The single-step fermentation of yellow pea flour in a liquid medium (14.3% flour dispersion) in a bioreactor (24 h, 37 °C) allowed a product with a pH of 4.4 and a count of about 9 log CFU/g of LABs and significant changes in protein and PCs that could modify the nutritional and bio-functional value of this legume. Partial proteolysis and increased protein digestion after SGID were evident after fermentation, which could be potentially associated with the better nutritional quality of the fermented flour. Also, fermentation produced an increase in extractable PCs, mainly flavonoids, some of which, such as flavan-3-ols, disappeared after SGID, with these digests presenting higher contents of some phenolic acids. The ORAC potency augmentation observed after fermentation could be mainly related to the appearance of small molecules, mostly peptides with sizes lower than 4 kDa. After SGID, fermented flour showed increased ROO· scavenging activity associated with molecules in a broad MW range (>4 kDa to <0.10 kDa).

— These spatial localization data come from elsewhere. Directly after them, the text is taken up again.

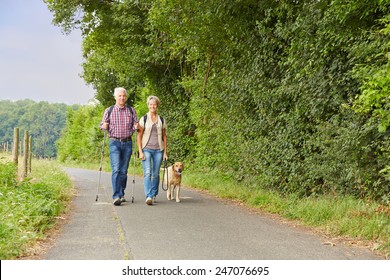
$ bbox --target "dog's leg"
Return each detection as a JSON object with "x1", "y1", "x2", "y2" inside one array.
[
  {"x1": 167, "y1": 184, "x2": 171, "y2": 200},
  {"x1": 171, "y1": 184, "x2": 175, "y2": 201},
  {"x1": 176, "y1": 184, "x2": 181, "y2": 203}
]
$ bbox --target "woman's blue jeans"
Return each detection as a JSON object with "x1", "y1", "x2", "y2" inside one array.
[
  {"x1": 141, "y1": 148, "x2": 163, "y2": 199},
  {"x1": 109, "y1": 139, "x2": 132, "y2": 199}
]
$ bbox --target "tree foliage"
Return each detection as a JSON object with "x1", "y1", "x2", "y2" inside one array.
[
  {"x1": 56, "y1": 104, "x2": 104, "y2": 162},
  {"x1": 0, "y1": 100, "x2": 70, "y2": 158},
  {"x1": 45, "y1": 0, "x2": 390, "y2": 202}
]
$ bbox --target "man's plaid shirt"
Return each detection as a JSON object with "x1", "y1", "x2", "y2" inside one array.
[{"x1": 101, "y1": 105, "x2": 138, "y2": 139}]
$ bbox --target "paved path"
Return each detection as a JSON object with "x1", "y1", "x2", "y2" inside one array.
[{"x1": 42, "y1": 168, "x2": 383, "y2": 260}]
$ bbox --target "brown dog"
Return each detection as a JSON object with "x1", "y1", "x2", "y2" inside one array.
[{"x1": 166, "y1": 162, "x2": 184, "y2": 202}]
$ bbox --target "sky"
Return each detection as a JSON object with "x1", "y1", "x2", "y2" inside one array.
[{"x1": 0, "y1": 0, "x2": 95, "y2": 105}]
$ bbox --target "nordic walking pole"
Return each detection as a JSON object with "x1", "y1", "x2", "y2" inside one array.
[
  {"x1": 131, "y1": 130, "x2": 136, "y2": 203},
  {"x1": 161, "y1": 159, "x2": 168, "y2": 191},
  {"x1": 96, "y1": 131, "x2": 107, "y2": 201}
]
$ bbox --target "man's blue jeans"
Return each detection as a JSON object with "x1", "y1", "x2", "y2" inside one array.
[
  {"x1": 109, "y1": 139, "x2": 132, "y2": 199},
  {"x1": 141, "y1": 148, "x2": 163, "y2": 199}
]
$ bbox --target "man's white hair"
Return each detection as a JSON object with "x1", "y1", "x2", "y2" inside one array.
[{"x1": 114, "y1": 87, "x2": 127, "y2": 97}]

Subsequent studies will be carried out to study in greater depth the microbial populations responsible for the observed changes, as well as the reproducibility and the effect of seed storage conditions. Also, natural fermentation can improve other biological properties in addition to antioxidant activity, which should be analyzed in order to fully exploit all its benefits. These first results show that natural fermentation could be used as an economical and easy-to-implement tool to achieve a yellow pea ingredient with improved antioxidant properties, whose application in food formulations must be evaluated from a technological point of view.